One of the more common themes I brought with me out of the 60’s was, as Creed Bratton’s old Rock Group the Grass Roots put it, “Sha na na na, live for today…” While the rest of the world is worrying about tomorrow the singer 10 grass rootsand his girl will “take pleasure while they can.” At the time of Jeremiah’s prophecy a similar culture had taken “grass roots” in Jerusalem. The people, as a whole, love to live by this philosophy, but especially so when it’s embraced by their leaders. In Israel the political leaders along with the religious leaders have ignored the truth of God’s word and God’s ways, and adopted a philosophy of pragmatic pleasure. They twisted their roles to make the best out of the moment instead of building for a solid future. The closing verses of chapter five, Jeremiah 5:30-31, put it this way, “An appalling and horrible thing has happened in the land: the prophets prophesy falsely, and the priests rule at their direction; my people love to have it so…” But Jeremiah adds a simple little question after his indictment. He asks, “…but what will you do when the end comes?”

I like the way Arnold and Black summarize the situation for us. They write about living in “…the hopelessness of a culture going downhill. One of the clearest, most notable philosophies of television and music is the notion that we must live for today because there might not be a tomorrow. It may be that drug abuse is so high precisely because people are not able to dream about their tomorrow. A culture without God does not think too far into the future.” As the trends of western civilization led through the various philosophies of existentialism to the nihilism of Nietzsche, God is at best irrelevant and at worst He is dead. Thus there are no absolute values and there is nothing truly lasting to live for. This is diametrically opposed to the biblical truths of Christianity.

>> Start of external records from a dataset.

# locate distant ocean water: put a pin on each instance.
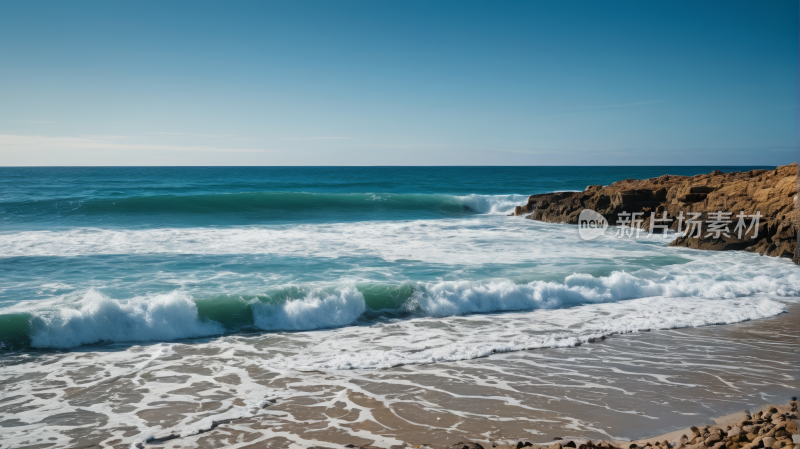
(155, 302)
(92, 255)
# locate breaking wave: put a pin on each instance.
(91, 317)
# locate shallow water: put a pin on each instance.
(367, 303)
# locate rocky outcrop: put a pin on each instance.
(740, 196)
(774, 428)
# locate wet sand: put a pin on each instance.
(627, 387)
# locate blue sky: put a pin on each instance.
(399, 83)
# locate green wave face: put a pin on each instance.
(239, 207)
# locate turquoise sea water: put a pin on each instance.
(93, 255)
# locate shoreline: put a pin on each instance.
(765, 202)
(775, 427)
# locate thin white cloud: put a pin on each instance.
(315, 138)
(613, 106)
(190, 134)
(17, 143)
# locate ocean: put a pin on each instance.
(154, 302)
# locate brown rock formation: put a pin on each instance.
(770, 193)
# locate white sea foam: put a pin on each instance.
(422, 344)
(96, 317)
(317, 310)
(492, 204)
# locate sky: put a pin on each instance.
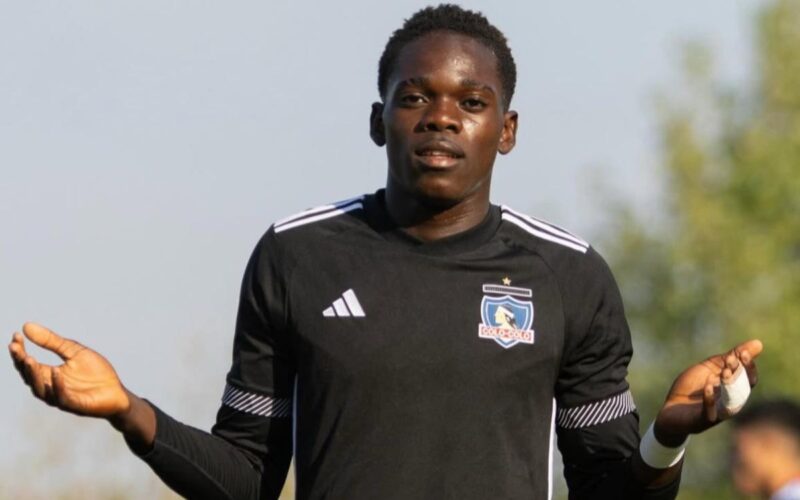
(146, 146)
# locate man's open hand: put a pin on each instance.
(85, 384)
(693, 403)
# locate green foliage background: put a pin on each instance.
(721, 262)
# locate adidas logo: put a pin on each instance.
(345, 306)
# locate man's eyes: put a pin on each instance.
(412, 99)
(473, 104)
(469, 104)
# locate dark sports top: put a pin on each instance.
(392, 368)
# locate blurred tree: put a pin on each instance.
(721, 263)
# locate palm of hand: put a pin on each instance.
(692, 404)
(85, 384)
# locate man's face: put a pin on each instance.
(443, 120)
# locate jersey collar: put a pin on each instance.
(379, 220)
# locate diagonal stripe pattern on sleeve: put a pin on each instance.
(595, 413)
(256, 404)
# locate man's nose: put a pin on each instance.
(441, 115)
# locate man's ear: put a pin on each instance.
(376, 130)
(509, 137)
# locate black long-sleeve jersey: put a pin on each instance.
(392, 368)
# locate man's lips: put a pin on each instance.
(439, 153)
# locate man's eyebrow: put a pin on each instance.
(466, 83)
(414, 81)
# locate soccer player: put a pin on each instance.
(420, 341)
(766, 450)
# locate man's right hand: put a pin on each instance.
(85, 384)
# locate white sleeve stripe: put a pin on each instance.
(325, 215)
(597, 412)
(541, 234)
(256, 404)
(550, 228)
(316, 210)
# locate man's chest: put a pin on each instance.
(378, 318)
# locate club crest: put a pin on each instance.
(506, 320)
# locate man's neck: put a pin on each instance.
(429, 221)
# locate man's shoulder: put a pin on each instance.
(569, 256)
(321, 221)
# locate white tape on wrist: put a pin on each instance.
(658, 456)
(733, 396)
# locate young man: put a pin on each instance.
(766, 450)
(419, 342)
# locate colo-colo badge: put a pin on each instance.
(506, 319)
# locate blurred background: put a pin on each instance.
(145, 147)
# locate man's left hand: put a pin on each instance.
(694, 400)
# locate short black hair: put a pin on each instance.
(449, 17)
(780, 413)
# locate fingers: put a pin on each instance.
(17, 350)
(709, 399)
(47, 339)
(731, 365)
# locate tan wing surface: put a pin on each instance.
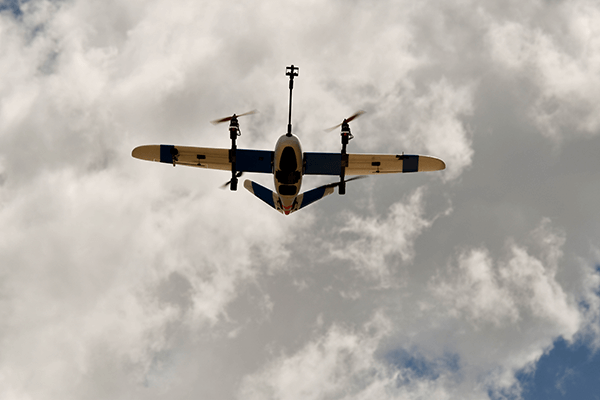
(203, 157)
(206, 157)
(367, 164)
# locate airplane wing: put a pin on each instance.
(206, 157)
(367, 164)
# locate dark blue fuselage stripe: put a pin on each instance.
(166, 154)
(410, 164)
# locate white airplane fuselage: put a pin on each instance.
(287, 171)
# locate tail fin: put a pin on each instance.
(266, 195)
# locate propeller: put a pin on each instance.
(354, 116)
(218, 121)
(237, 175)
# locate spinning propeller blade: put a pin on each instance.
(218, 121)
(354, 116)
(237, 175)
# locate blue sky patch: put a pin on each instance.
(566, 372)
(421, 366)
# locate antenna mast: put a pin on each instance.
(291, 71)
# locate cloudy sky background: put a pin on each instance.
(124, 279)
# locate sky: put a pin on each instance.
(124, 279)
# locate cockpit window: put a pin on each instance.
(287, 173)
(288, 163)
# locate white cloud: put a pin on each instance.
(125, 279)
(369, 243)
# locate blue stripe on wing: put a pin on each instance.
(322, 163)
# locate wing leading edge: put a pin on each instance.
(367, 164)
(206, 157)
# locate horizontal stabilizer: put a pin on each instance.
(266, 195)
(313, 195)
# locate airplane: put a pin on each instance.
(288, 163)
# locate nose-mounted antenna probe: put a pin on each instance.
(292, 72)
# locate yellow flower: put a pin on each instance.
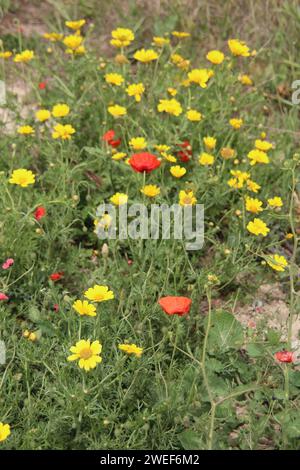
(227, 153)
(84, 308)
(253, 205)
(170, 106)
(258, 156)
(63, 132)
(169, 157)
(252, 186)
(277, 262)
(177, 171)
(119, 156)
(42, 115)
(104, 222)
(172, 91)
(5, 54)
(238, 48)
(73, 42)
(236, 123)
(22, 177)
(245, 80)
(80, 50)
(193, 115)
(136, 90)
(215, 57)
(121, 59)
(99, 293)
(180, 61)
(200, 76)
(87, 353)
(138, 143)
(162, 148)
(206, 159)
(53, 37)
(114, 78)
(150, 190)
(75, 24)
(263, 145)
(25, 130)
(25, 56)
(180, 34)
(239, 179)
(160, 41)
(60, 110)
(145, 55)
(4, 431)
(131, 349)
(117, 110)
(258, 227)
(187, 198)
(121, 37)
(210, 142)
(275, 202)
(119, 198)
(289, 236)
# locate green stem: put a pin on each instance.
(213, 404)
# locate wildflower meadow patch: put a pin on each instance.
(146, 199)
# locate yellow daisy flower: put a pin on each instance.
(277, 262)
(60, 110)
(114, 79)
(117, 110)
(258, 227)
(43, 115)
(145, 55)
(99, 293)
(22, 177)
(84, 308)
(63, 132)
(131, 349)
(88, 354)
(25, 56)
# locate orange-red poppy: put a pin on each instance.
(173, 305)
(144, 161)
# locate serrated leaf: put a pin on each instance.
(255, 350)
(190, 440)
(225, 333)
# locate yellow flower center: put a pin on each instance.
(86, 353)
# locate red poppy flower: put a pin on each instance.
(186, 151)
(175, 305)
(56, 276)
(39, 212)
(109, 138)
(144, 161)
(109, 135)
(284, 356)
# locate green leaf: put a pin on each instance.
(93, 151)
(225, 333)
(255, 350)
(190, 440)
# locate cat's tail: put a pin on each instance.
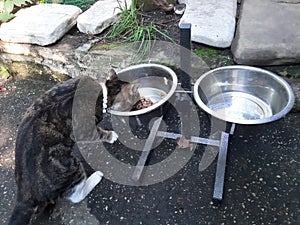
(21, 214)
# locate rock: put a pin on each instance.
(100, 16)
(42, 24)
(213, 22)
(267, 38)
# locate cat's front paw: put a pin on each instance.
(113, 137)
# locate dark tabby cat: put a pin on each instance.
(45, 165)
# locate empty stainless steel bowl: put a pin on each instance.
(243, 95)
(156, 82)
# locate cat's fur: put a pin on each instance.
(45, 166)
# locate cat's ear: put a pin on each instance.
(112, 75)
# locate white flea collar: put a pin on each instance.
(105, 93)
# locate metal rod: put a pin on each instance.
(221, 165)
(146, 150)
(193, 139)
(185, 55)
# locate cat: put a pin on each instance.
(45, 166)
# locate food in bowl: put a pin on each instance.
(143, 103)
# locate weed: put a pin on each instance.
(133, 30)
(7, 7)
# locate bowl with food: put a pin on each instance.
(156, 85)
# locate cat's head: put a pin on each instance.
(121, 95)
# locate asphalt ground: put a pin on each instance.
(261, 183)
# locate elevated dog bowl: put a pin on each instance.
(243, 95)
(156, 82)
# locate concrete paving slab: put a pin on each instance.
(41, 24)
(101, 15)
(213, 22)
(268, 33)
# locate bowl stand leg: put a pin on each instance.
(221, 164)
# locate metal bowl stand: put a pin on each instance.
(222, 144)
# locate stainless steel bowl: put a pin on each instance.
(243, 95)
(156, 82)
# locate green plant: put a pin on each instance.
(134, 30)
(4, 73)
(7, 7)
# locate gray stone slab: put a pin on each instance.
(268, 33)
(42, 24)
(213, 22)
(100, 16)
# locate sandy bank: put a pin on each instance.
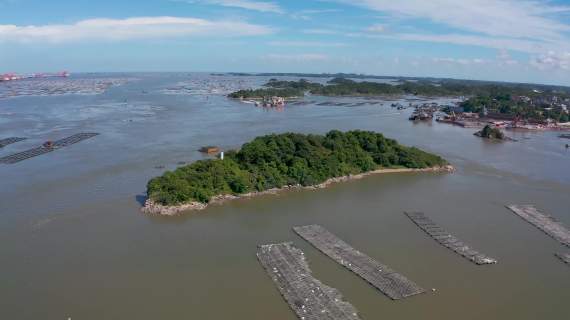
(152, 207)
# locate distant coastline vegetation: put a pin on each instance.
(507, 99)
(279, 160)
(491, 133)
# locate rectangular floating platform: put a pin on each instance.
(545, 222)
(565, 257)
(21, 156)
(7, 141)
(308, 297)
(389, 282)
(448, 240)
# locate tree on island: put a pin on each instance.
(491, 133)
(279, 160)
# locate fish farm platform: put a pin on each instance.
(308, 297)
(389, 282)
(21, 156)
(448, 240)
(547, 223)
(565, 257)
(7, 141)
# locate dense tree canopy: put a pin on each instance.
(277, 160)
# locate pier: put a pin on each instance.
(389, 282)
(565, 257)
(448, 240)
(545, 222)
(308, 297)
(46, 147)
(7, 141)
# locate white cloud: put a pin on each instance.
(320, 31)
(261, 6)
(460, 61)
(306, 44)
(302, 58)
(526, 26)
(509, 18)
(306, 14)
(552, 60)
(130, 28)
(376, 28)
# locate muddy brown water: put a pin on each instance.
(74, 244)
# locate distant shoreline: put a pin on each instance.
(151, 207)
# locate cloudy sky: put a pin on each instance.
(510, 40)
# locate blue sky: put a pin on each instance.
(509, 40)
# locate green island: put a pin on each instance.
(491, 133)
(528, 105)
(348, 87)
(509, 101)
(289, 159)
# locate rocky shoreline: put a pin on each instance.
(151, 207)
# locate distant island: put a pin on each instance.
(491, 133)
(520, 105)
(283, 161)
(349, 87)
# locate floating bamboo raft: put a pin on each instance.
(308, 297)
(391, 283)
(565, 257)
(7, 141)
(21, 156)
(448, 240)
(548, 224)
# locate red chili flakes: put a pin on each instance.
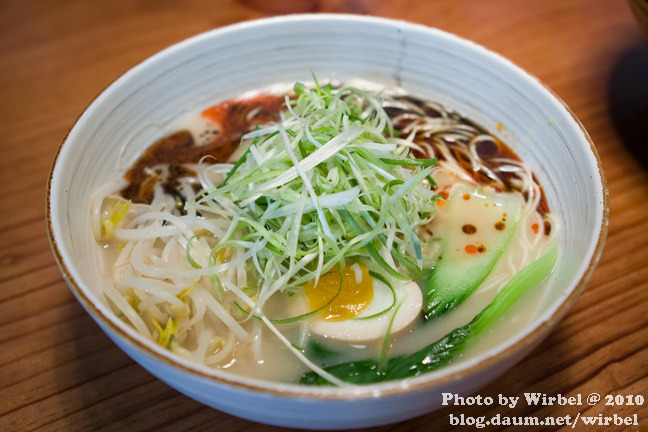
(471, 249)
(547, 227)
(469, 229)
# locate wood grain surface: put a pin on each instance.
(58, 371)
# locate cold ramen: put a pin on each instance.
(329, 235)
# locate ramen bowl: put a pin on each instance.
(137, 108)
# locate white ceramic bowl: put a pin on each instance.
(429, 63)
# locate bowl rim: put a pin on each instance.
(327, 393)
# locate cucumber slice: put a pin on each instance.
(477, 227)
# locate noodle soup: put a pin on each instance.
(294, 236)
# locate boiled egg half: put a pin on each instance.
(361, 307)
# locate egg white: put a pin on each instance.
(409, 300)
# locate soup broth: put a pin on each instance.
(276, 283)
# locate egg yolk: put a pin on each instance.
(354, 296)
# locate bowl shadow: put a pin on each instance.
(627, 98)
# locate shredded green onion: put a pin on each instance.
(330, 182)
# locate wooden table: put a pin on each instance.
(58, 371)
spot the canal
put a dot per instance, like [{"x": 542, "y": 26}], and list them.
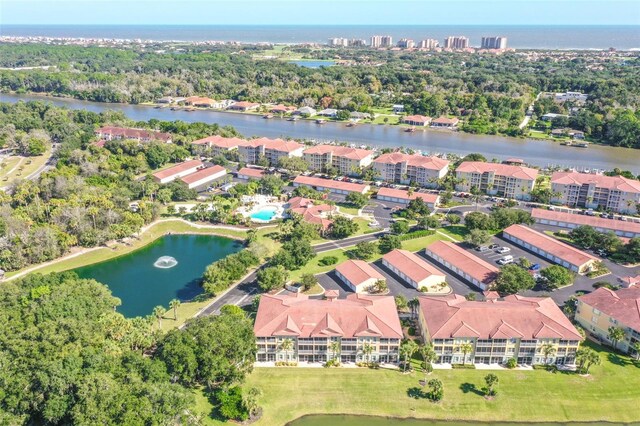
[{"x": 535, "y": 152}]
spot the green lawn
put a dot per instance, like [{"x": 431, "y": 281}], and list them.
[{"x": 609, "y": 394}]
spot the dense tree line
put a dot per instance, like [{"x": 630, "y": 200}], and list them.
[{"x": 491, "y": 92}]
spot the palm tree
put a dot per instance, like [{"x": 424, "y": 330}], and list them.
[
  {"x": 174, "y": 304},
  {"x": 548, "y": 350},
  {"x": 158, "y": 312},
  {"x": 407, "y": 349},
  {"x": 465, "y": 348}
]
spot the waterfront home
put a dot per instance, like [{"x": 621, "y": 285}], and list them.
[
  {"x": 204, "y": 177},
  {"x": 413, "y": 269},
  {"x": 469, "y": 267},
  {"x": 348, "y": 161},
  {"x": 503, "y": 180},
  {"x": 445, "y": 122},
  {"x": 178, "y": 171},
  {"x": 417, "y": 120},
  {"x": 410, "y": 168},
  {"x": 550, "y": 248},
  {"x": 109, "y": 133},
  {"x": 404, "y": 197},
  {"x": 572, "y": 220},
  {"x": 358, "y": 275},
  {"x": 604, "y": 308},
  {"x": 296, "y": 328},
  {"x": 615, "y": 193},
  {"x": 330, "y": 185},
  {"x": 251, "y": 151},
  {"x": 531, "y": 330}
]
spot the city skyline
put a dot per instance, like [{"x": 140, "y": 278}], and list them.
[{"x": 333, "y": 12}]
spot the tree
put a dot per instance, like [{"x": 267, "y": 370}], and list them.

Going back to Arnold and Black they say, “In the Christian faith we know a few things with certainty upon which we place our trust. The first is that Jesus will come again. We can wait for that day because we have been promised its fulfillment. The second is that we will reign eternally with God in heaven. We will one day be rid of our trials, tribulations and pains. In the presence of God there is joy and no more pain (Rev 21). As Christians, we have something to live for. We can wake up each day knowing that God is present in our lives and that his priorities will win out. We have hope. Christians can be people of purpose and confidence, living God-centered lives filled with challenge and vision.”[1]

[1] Jeffrey Arnold and Stephanie Black, The Big Book on Small Groups (Downers Grove, IL: InterVarsity Press, 1992).